March 12, 2001 -- Your stomach is queasy. Something you said or did or even thought is making you feel sick, and you just want to hide. This reaction might be because the shame you're feeling inside is affecting you physically, researchers believe.

However, they say, even though at some point everyone feels guilty about something, guilt is not as likely to make us ill as shame is. Experts say this is because humans have developed built-in ways to cope with that emotion and to reduce stress that comes with it. Without such a release valve, stress can otherwise impact hormone levels controlled by the brain and wreak havoc with your immune system.

A group of researchers at the University of California, Los Angeles (UCLA) recently demonstrated the vicious cycle of shame and illness by enrolling a group of graduate students into a study to examine how their opinions of themselves affect their immune systems. They asked 31 students to write about traumatic or emotional experiences for which they blamed themselves; 18 others were asked to write about experiences that didn't evoke any guilt or shame.

Results of the investigation were presented last week at a meeting of the American Psychosomatic Society in Monterey, Calif.

The researchers, led by UCLA social psychology doctoral student Sally Dickerson, say that those participants who wrote about neutral experiences and those who felt guilt over their experience showed no measurable physical changes that might make them ill. However, the students who felt shame for the incidents they wrote about showed an increase in cytokine activity, as measured by blood tests.

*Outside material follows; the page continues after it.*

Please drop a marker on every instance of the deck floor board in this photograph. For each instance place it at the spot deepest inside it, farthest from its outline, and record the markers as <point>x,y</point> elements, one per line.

Cytokines are bodily road signs of inflammation, indicating that a disease process may be in progress.

"The people who felt the most shame had the highest elevation of cytokine activity," Dickerson tells WebMD. "But we don't know, at this point, what long-term effect shame may play in physiological changes. It's not clear whether this has a role in the disease process."

These findings are not surprising, says clinical psychologist Mary Turner, PhD, who counsels those with chronic and terminal diseases, victims of violent crime, and criminals. Because of previous research, we know shame is tied to stress -- particularly when people feel they don't have the power, skill, knowledge, or capability to cope with an event -- and stress can impact the human immune system.

Why does shame affect the immune system so much more than guilt?

Our culture has developed a procedure for handling guilt, Turner tells WebMD: You acknowledge you did something wrong, you vow not to repeat the behavior, you atone for your actions, and you accept the consequences. Because of this accepted process of expunging guilt, the emotion doesn't trigger stress, she says, and therefore isn't likely to affect immune system function.